A charity that was unable to account for almost £150,000 of spending has been wound up by the regulator.
A Charity Commission inquiry report into Believe in Magic, which was registered in 2012 with objects of relieving the needs of children and young people suffering from serious illnesses, says the regulator began looking into the charity because of concerns about potential private benefit by trustees or connected parties and the late filing of its accounts.
The commission opened a statutory inquiry into the charity in February 2017 after it arranged to visit the charity but none of the four trustees made themselves available to attend the meeting.
The inquiry found that between December 2015 and May 2016, more than £108,000 had been electronically transferred to accounts in the name of a trustee and there had been cash withdrawals totalling £133,000 during the financial year ending 4 November 2015 and £156,000 in the following 12 months.
The inquiry report says the trustees told the regulator they needed to use cash because the charity had not been able to obtain a debit card for the type of bank account it held.
They said that because cash payments were not always accepted, they sometimes needed to pay funds into personal accounts so the bank cards on those accounts could be used for charity business, according to the commission.
The regulator asked the trustees to provide receipts to justify a sample of the withdrawals and electronic payments.

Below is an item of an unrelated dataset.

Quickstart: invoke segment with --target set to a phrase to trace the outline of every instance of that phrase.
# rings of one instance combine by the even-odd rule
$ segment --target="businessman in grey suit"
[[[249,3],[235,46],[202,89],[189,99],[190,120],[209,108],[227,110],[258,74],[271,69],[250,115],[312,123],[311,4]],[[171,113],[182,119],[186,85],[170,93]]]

The trustees provided receipts and information that revealed “considerable spending within the objects of the charity”, the regulator said, but the receipts provided only supported £234,042 of the £381,838 sample they had been asked about – leaving £147,796 unaccounted for.
The regulator found trustees, who are not named in the report, had mixed charity funds with personal funds and poor record keeping in this area made it “impossible to establish whether all of the cash withdrawn and/or transferred had been used within the charity’s objects”, according to the report.
The commission concluded that the four trustees, one of whom died during the inquiry, had been responsible for misconduct and/or mismanagement.
Two that did not co-operate with the regulator were removed as trustees and another signed an undertaking in April not to be a trustee and/or hold an office or employment with a senior management function in any charity in England and Wales for a period of five years.
The report says the unexplained expenditure was referred to police, who carried out a criminal investigation but were unable to find sufficient evidence to take any further action.
The regulator also considered pursuing the lost funds on behalf of the charity but “after assessing the strengths of a claim and the economic prospects of recovery, it was not considered appropriate to proceed”.
It concluded the charity was no longer operating and ordered it to be wound up. It was removed from the register of charities in August.